Like really, really good friends. Like insanely good friends. Let's just say these dudes are super into each other. I mean Bheem sort of loses focus on rescuing his sister while he falls head over heels for Rama, but given we've got three hours to work with here, there's time for them to sing songs, dance, carry each other on their shoulders, dance underwater, and ride motorcycles together before Bheem gets back to murdering as many British soldiers as possible on his way to finding his sister. I suppose this kind of blatant homoeroticism is played straight in India? I have no idea, but I'm sure to American audiences their bromance will appear to be something out of an absurdist comedy. Me, I loved every minute of it, but be prepared, no punches are pulled in demonstrating the intensity of these guys' friendship.

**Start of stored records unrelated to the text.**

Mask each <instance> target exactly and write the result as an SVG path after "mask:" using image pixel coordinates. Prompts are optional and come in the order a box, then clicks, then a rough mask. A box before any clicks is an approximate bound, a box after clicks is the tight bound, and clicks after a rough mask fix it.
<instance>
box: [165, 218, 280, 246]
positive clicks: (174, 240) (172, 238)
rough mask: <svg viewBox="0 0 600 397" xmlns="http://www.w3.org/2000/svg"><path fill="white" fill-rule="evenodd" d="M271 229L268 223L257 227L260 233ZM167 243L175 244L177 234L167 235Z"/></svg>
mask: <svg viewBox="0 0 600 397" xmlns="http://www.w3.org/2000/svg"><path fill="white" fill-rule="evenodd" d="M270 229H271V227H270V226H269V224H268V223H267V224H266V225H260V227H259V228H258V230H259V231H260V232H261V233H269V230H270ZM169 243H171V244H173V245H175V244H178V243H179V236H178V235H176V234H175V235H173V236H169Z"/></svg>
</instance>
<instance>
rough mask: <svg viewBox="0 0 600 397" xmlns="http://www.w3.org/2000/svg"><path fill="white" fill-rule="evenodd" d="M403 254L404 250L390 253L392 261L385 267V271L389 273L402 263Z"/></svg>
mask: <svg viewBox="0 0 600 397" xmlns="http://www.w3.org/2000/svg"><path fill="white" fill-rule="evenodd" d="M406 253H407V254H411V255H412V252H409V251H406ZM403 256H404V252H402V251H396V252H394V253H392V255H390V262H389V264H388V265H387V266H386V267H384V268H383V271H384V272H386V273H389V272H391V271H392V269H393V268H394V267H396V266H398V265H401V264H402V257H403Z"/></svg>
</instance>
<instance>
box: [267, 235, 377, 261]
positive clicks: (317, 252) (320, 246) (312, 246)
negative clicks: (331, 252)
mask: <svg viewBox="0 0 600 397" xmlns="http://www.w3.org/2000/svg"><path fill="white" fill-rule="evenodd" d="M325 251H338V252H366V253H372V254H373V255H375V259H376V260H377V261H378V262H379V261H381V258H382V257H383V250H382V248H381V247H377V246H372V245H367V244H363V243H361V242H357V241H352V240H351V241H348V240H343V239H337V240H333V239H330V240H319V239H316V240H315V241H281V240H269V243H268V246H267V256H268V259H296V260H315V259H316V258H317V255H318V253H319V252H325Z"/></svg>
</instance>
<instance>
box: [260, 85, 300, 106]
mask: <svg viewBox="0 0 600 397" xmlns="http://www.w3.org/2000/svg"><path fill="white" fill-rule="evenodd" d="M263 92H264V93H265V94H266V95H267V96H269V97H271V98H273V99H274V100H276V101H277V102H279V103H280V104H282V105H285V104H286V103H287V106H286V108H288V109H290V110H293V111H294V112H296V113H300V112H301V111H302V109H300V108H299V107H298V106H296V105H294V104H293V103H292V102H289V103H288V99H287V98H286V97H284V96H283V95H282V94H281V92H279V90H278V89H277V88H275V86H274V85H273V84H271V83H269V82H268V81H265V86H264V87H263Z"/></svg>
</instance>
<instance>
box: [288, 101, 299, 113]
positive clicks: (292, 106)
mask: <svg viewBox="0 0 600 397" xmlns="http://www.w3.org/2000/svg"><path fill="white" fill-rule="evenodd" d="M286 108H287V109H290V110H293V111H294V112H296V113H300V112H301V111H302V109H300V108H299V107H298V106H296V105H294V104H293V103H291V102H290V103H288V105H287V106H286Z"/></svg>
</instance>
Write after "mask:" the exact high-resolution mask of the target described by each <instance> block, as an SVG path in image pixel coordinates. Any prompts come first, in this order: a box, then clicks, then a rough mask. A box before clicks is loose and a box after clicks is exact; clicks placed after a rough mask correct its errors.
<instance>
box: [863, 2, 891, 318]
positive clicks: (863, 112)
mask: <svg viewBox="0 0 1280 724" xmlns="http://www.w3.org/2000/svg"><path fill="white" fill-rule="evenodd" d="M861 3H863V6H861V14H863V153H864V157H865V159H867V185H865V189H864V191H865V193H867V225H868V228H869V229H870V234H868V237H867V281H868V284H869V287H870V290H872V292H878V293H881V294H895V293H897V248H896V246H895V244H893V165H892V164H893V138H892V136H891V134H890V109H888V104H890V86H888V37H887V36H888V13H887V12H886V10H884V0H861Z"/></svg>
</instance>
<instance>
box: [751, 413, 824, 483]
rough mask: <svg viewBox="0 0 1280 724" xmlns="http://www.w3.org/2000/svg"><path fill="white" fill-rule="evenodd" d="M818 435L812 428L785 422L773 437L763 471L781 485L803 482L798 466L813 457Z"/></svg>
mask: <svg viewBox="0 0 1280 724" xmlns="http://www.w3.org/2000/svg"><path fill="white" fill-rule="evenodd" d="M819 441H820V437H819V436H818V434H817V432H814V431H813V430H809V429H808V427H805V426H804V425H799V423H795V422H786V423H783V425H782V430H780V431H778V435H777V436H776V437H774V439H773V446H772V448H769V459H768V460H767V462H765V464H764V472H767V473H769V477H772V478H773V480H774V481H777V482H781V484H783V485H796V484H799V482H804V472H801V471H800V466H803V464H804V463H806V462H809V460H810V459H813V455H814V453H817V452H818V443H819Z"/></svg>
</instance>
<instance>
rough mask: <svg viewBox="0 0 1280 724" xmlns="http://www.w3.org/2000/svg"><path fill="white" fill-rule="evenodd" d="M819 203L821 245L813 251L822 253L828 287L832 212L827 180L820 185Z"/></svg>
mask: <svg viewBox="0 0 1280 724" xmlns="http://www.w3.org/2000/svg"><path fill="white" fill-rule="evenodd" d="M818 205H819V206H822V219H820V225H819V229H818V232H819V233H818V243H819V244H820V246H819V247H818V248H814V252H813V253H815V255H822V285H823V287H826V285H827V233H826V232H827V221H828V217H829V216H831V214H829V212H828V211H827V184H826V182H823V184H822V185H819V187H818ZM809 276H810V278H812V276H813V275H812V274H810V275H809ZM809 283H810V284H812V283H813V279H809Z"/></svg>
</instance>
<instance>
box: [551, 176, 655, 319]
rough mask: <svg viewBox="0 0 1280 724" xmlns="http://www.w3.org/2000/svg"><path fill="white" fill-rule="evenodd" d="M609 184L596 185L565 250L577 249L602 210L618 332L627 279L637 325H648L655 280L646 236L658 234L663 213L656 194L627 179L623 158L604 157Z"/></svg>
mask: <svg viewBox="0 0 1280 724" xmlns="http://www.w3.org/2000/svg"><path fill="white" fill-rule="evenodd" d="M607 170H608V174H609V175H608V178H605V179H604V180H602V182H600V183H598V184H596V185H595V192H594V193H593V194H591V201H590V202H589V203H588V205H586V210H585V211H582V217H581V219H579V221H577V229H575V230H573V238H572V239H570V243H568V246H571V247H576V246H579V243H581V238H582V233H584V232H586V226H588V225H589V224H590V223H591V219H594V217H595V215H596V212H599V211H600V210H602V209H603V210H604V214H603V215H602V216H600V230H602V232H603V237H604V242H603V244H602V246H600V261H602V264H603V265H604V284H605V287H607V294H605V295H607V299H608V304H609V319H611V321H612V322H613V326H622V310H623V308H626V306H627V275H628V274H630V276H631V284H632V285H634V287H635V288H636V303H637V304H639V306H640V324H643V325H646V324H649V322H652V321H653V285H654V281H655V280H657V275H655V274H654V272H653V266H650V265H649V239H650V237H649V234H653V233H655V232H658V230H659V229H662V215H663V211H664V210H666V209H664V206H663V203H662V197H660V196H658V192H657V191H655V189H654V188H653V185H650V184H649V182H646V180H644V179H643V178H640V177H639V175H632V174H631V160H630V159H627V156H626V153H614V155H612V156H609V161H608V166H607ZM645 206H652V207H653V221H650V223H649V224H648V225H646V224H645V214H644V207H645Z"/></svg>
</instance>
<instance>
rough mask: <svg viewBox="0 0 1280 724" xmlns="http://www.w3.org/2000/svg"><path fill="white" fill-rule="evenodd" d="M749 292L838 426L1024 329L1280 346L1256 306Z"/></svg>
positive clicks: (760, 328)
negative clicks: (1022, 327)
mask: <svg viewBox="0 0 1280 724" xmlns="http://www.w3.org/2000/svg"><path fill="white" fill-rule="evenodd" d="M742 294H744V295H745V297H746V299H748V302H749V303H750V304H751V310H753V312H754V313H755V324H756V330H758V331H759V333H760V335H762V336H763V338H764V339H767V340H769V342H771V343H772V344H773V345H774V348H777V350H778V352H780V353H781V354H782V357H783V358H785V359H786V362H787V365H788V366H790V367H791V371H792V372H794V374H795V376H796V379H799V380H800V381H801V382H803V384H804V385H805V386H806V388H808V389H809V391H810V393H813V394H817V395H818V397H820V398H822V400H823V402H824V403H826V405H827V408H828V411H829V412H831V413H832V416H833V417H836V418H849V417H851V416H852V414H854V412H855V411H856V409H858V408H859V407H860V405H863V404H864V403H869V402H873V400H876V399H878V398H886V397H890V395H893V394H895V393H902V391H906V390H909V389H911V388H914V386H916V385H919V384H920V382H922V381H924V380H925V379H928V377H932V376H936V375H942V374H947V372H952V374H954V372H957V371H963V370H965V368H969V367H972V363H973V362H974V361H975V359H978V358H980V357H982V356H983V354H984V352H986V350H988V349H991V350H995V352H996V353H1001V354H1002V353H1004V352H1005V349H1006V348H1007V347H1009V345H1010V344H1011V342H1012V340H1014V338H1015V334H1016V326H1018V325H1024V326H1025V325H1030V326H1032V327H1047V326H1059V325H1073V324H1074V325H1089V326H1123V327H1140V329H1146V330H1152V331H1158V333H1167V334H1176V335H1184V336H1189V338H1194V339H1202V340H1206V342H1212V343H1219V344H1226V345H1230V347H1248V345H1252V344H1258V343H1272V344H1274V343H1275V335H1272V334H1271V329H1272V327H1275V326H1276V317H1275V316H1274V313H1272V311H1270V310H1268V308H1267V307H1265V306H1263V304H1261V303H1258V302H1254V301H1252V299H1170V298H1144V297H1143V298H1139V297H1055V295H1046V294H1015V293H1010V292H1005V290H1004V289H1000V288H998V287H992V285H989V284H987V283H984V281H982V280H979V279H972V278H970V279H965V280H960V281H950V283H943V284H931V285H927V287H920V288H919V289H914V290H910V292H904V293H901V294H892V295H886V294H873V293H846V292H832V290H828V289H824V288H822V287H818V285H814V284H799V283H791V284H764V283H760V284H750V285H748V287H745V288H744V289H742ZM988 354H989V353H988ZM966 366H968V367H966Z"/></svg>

It's weird, from a tonal standpoint the film is super goofy in parts, super sentimental, and also ultra patriotic. I have basically no clue about internal Indian politics but these two men are actually historical figures who are quite revered and even deified. It's gleeful, joyful, silly, almost like a family film in parts, but then the violence is unbelievably visceral and graphic. I mean, many, many dudes get shot in the head, there is tons of blood, torture, dismemberments, beating up of women, killing of women, swordplay, gunplay, death by bow and arrow, death by spear, death by tiger, death by elephant, explosions, cannons, you name it.
What I'm getting at is that at times it seems like a sappy goofy patriotic cheesefest, but then in other parts it's as bloody and as brutal as any action film you've ever seen. In fact it's more like a superhero movie than just a simple action movie. These dudes are like a two-man Avengers team, except the only difference is there is like 100 times more blood and guts than any MCU flick.
By no means is this a film that portrays anything remotely approaching a semblance of what you might call realism. If that is your thing you will probably hate this. In order to like this, you also have to have a high tolerance for cheese. Plus, and I'm not joking here, you have to be able to stomach the patriarchal male-centric vibe that is sadly endemic to Indian culture. The women here are MacGuffins or window dressing, full stop. That particular aspect was one of the reasons I couldn't stand Dhoom, and it's definitely not as bad here but still noticeable. That said, if you can put all of those aspects aside and just open your mind to an utterly bonkers sensibility, you might have a whole lot of fun with this like I did.
And RRR is quite beautiful to behold as well. Yes there is a lot of noticeable CGI, but at the same time the film embraces a sense of hyperreality from the get go so the CGI simply serves the story and its jaw-dropping aesthetics rather than detracting from it. Writer-director S. S. Rajamouli is a madman, no doubt, but it's abundantly clear that he's a skilled craftsman who embodies absolute commitment to his vision and infuses his work with a gleeful sense of adventure, all while broadening the boundaries of what a crowd-pleasing action film can be.
Towards the end of the film the story leans hard into the mytho-poetic as Rama literally becomes an avatar of Ram from Valmiki's Ramayana and finally I got to see a glimpse of what that incredibly influential epic might look like if adapted to film with today's visual effects technology. Here's to S. S. Rajamouli deciding for his next project to do a straight-up adaptation of one of the great Indian epics!
Bottom line, I really, really liked this crazy film.